Here’s what the City report that followed the design charettes said: “Rossland’s existing downtown layout limits its day-to-day pedestrian amenity and annual street festivities to two Sidewalks, neither of which are wide enough to allow seating during activities and which provide very restrictive seating adjacent to restaurants or cafes. The generous width of the asphalted right-of-way currently allows diagonally parked cars to back out of their parking stalls while highway traffic continues flowing past them. This begs the question as to whether this is the best use of the space for the city's businesses and residents.”
Wise words, since ignored. When the contract was awarded a week ago, instead of reasoned discourse and an explanation, we got this: “There was no discussion about the contract at the council meeting on Monday evening, but Mayor Greg Granstrom stated that council had removed parallel parking from the design...”
We have a process because people can't really make informed decisions unless they educate themselves. People who got involved in the OCP educated themselves. Those who showed up for the THREE design charettes educated themselves. Council have, presumably, educated themselves. People who signed a petition saying ‘no lost stalls on Columbia!’ while picking up a jug of milk? Not so much, perhaps.
It's very easy to put out a petition and have ‘folks’ sign it, but it means very little in a rational universe where ‘folk’ often don’t really know what they’re talking about (see US politics, 1776-present). But this isn’t a rational universe.
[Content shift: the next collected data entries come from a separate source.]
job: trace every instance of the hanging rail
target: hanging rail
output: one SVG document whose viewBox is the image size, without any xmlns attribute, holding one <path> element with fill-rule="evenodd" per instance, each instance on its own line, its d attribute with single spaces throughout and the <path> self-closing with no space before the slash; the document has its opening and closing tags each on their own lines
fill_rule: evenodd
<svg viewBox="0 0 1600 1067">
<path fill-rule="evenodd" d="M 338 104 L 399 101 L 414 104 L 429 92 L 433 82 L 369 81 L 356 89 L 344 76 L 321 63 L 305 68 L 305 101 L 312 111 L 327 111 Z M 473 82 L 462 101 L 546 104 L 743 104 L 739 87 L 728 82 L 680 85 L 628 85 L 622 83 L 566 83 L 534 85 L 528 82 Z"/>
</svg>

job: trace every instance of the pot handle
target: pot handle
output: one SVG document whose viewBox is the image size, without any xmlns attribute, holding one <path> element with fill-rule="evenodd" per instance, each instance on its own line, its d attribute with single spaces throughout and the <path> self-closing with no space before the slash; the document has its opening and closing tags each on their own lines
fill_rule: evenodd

I should note that, personally, I'm not passionately against the loss of parallel parking. I’d have preferred it, but if the design process had resulted in angle parking only, I’d have shrugged and let it go. What I'm bothered by--all of us here at the Telegraph are bothered by--is the utter disregard for public consultation and the OCP in this instance. The contempt for process. The lack of explanations.
Every time the Telegraph has spoken out against a decision made by council over the last four years, it's been because of procedural reasons, not because we don’t ‘like’ the decision itself.
As I’ve written before, a real newspaper exists for two reasons: 1) to inform and 2) to hold those in power accountable. After all, it’s not ‘their’ power--it’s ours and we’ve just loaned it to them for a couple of years. And so we ask questions. And wait for those in power to answer them.
Next election a good question to ask all candidates might be 'do you pledge to abide by the OCP and any future public consultation processes?'
But that's still two and a half long years away. Until then, anything seems to go in the wild and wooly, world of Rossland civic politics.